直到兩人離開,那悄悄壓著的議論才克製不住的拔高。
“不是說譚棲是個上不得台麵的外圍女嗎?網上視頻都有,怎麽攀上宋教授這棵大樹了?”
“聽他們班上的人說,譚棲外麵有男朋友。”
“啊?!宋教授知道這事嗎?”
“聽說知道,但知三當三,試圖拗牆角呢。”
“瞎說,明明是宋教授和她男朋友準備和解,一同擁有譚棲!”
“啊?!”
……
離譜的謠言像是插了翅膀一般,不出幾分鍾的時間,就通過校園論壇蔓延到了整個學校。
而青挽還在對此一無所知,看了一眼坐在對麵的男人,斯文俊秀,優雅泰然,大佬氣質在整個餐廳中簡直像個發光體一樣吸引了所有人的目光。

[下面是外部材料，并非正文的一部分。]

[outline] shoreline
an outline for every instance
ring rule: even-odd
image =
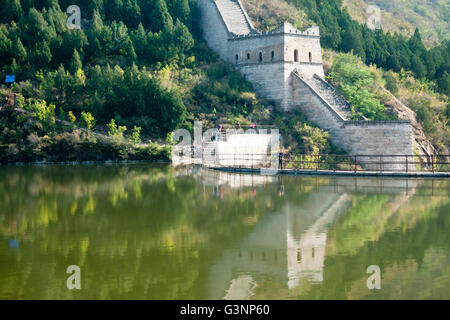
[[[113,165],[113,164],[140,164],[140,163],[172,163],[171,160],[97,160],[97,161],[35,161],[35,162],[11,162],[0,163],[2,167],[26,167],[26,166],[60,166],[60,165]]]
[[[376,171],[316,171],[316,170],[293,170],[293,169],[245,169],[206,167],[209,170],[234,172],[241,174],[259,175],[309,175],[309,176],[341,176],[341,177],[387,177],[387,178],[450,178],[450,172],[376,172]]]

偏偏他像是感受不到,十分自然的給青挽挑出了菜裏麵的花椒,垂眸聲音溫和輕緩的給她說作業的事情。
與他麵上的柔和不同,從他心口處蔓延出來的黑霧卻霸道強勢的碾碎了一切試圖靠近青挽的愛意。
從青挽來到這個世界,除了那一晚的一小口外,其餘時候她都沒有吞食過黑霧。
大部分原因是由於禁令的解開,她不缺食物,其餘的小部分,是她自己都說不清的抗拒。
以往她吞食鴻鈺的愛意,不是因為想要引誘祂墮落,就是因為禁令的存在,不得不吃,否則就得餓死。
現在禁令解開了,她也用六次“死亡”報複夠了祂,完全沒有理由也沒有必要再去吃祂的愛意。
所以青挽稍微猶豫了一下,仍舊碾碎了纏到她指尖上的黑霧。
這種顯而易見的拒絕讓本來就焦躁難安的黑霧更是崩潰般的顫動了一下,可憐巴巴的挨在她肩膀處,小心翼翼的卷住她的一縷發尾蹭了蹭。
黑霧和本體上有一定程度的共感,無法被吃掉的難受最終全都積壓到了宋景珩心口,最終演變成了難捱的驚惶窒悶在他胸腔中。